You Lose This One, Measles.
RFK Jr. is not going to be happy about this.
Fun fact — there are only five states left that don’t allow religious exemptions to public school vaccine mandates. The first four are California, Connecticut, Maine, and New York, which probably isn’t too surprising to anyone. The fifth, however, is West Virginia of all places. Who would have thought? Perhaps it’s a vestige of the days when the state was a Democratic stronghold and probably elected some folks who realized a measles outbreak would be a bad time regardless of how sincere the beliefs of those who started it might be.
Recently, there was a challenge to the state’s law from some parents who believed that their child should be let into public school without being immunized, because some of the vaccines were originally developed with cell lines derived from aborted fetuses.

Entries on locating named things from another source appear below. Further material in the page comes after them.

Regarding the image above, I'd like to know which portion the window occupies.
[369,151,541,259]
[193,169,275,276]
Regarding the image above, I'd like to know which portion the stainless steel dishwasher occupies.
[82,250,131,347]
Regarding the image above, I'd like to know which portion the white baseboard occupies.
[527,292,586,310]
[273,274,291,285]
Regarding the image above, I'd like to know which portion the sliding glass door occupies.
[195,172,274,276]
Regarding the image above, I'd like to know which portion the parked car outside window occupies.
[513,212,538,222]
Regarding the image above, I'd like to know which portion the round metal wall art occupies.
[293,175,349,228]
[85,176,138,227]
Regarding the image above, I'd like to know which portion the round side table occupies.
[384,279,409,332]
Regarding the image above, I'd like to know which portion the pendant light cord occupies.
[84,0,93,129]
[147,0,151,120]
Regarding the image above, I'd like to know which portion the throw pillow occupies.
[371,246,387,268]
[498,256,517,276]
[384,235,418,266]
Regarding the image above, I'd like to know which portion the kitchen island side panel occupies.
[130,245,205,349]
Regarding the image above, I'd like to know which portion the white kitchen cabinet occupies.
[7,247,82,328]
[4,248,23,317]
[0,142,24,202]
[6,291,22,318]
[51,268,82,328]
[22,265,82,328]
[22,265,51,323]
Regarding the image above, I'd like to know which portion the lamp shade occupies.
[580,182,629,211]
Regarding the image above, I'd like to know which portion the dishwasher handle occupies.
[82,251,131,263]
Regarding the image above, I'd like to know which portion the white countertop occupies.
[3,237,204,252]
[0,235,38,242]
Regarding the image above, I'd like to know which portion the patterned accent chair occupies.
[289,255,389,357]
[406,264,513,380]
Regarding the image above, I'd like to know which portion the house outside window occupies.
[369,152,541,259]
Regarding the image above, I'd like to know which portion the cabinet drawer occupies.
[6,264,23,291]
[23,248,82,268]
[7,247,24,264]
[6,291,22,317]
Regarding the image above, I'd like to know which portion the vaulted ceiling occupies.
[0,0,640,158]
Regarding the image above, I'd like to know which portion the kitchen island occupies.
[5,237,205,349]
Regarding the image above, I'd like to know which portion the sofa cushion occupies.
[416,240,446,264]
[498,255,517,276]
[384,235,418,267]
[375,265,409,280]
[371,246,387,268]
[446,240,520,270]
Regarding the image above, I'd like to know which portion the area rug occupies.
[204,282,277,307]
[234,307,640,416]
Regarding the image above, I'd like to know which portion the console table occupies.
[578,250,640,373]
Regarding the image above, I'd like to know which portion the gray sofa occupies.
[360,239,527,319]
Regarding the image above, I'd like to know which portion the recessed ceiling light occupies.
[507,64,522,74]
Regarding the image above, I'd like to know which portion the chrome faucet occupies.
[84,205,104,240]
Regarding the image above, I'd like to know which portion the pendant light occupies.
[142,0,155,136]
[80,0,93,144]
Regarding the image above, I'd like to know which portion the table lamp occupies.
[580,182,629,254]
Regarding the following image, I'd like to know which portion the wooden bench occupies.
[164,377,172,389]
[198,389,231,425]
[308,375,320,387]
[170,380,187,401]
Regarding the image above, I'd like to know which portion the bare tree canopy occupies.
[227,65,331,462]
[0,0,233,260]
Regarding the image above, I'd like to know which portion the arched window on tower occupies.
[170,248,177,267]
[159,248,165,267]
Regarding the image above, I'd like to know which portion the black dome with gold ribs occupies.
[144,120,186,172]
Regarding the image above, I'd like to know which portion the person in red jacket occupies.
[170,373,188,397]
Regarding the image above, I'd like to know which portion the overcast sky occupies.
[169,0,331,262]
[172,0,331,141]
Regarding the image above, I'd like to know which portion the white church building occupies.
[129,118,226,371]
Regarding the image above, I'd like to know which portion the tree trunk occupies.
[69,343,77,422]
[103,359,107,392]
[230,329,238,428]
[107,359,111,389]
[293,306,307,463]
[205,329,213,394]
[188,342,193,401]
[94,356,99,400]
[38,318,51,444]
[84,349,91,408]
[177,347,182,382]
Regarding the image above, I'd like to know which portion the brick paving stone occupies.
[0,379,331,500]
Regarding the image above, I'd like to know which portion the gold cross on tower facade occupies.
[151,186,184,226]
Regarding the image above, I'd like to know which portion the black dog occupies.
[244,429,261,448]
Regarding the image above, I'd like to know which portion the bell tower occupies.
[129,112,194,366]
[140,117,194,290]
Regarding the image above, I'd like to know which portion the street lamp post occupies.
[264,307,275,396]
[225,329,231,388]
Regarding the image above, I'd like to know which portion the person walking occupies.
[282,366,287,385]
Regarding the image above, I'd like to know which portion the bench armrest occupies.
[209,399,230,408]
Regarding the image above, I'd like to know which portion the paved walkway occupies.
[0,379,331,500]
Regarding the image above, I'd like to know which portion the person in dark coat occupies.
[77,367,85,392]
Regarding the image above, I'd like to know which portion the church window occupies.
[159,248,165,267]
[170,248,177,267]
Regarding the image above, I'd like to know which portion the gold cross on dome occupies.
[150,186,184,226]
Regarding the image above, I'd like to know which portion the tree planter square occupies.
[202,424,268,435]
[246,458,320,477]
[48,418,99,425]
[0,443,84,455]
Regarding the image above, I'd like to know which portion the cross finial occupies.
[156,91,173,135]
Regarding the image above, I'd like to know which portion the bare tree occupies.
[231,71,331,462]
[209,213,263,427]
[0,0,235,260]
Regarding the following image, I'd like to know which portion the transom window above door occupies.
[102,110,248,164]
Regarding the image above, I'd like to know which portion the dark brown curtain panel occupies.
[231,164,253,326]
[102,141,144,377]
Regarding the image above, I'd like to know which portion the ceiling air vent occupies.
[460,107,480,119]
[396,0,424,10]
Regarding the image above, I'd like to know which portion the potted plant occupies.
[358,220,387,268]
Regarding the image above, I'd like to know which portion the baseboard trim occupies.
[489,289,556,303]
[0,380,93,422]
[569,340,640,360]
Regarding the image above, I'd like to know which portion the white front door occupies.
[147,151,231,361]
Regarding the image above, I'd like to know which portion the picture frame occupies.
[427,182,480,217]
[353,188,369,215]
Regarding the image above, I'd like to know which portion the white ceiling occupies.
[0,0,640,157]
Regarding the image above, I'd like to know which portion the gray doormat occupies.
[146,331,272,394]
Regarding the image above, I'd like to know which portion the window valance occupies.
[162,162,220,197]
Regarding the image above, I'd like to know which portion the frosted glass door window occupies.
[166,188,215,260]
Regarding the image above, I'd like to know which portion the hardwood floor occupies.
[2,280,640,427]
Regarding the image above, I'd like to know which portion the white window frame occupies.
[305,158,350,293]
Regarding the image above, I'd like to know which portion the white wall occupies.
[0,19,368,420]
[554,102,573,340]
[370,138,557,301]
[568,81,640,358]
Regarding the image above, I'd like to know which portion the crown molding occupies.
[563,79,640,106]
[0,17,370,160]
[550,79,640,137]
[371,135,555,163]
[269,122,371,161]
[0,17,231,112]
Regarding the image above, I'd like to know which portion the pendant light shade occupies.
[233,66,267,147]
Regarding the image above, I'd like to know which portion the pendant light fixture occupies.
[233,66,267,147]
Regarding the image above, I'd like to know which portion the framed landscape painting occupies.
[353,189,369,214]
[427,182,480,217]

It’s a bit of a reach, particularly considering that the cells used in vaccine development today are merely the descendants of those cells and not the actual cells themselves, not to mention the fact that it’s hardly as though the fetus was created and aborted specifically for the purpose of creating vaccines.
The Fourth Circuit Court of Appeals seems to have thought so as well, determining on Wednesday that West Virginians still may not send their little Typhoid Mary to school without being inoculated against chickenpox, hepatitis-b, measles, meningitis, mumps, diphtheria, polio, rubella, tetanus, and whooping cough, as the state’s law serves the public interest.
“We live in a society that accords its citizens enormous benefits. In return, states can, in a measured way, require certain exactions and accommodations to the broader social interest,” Judge Harvie Wilkinson wrote for the majority. “West Virginia’s compulsory vaccination law does exactly that. It is a legitimate exercise of the state’s power to protect the health and well-being of school children.”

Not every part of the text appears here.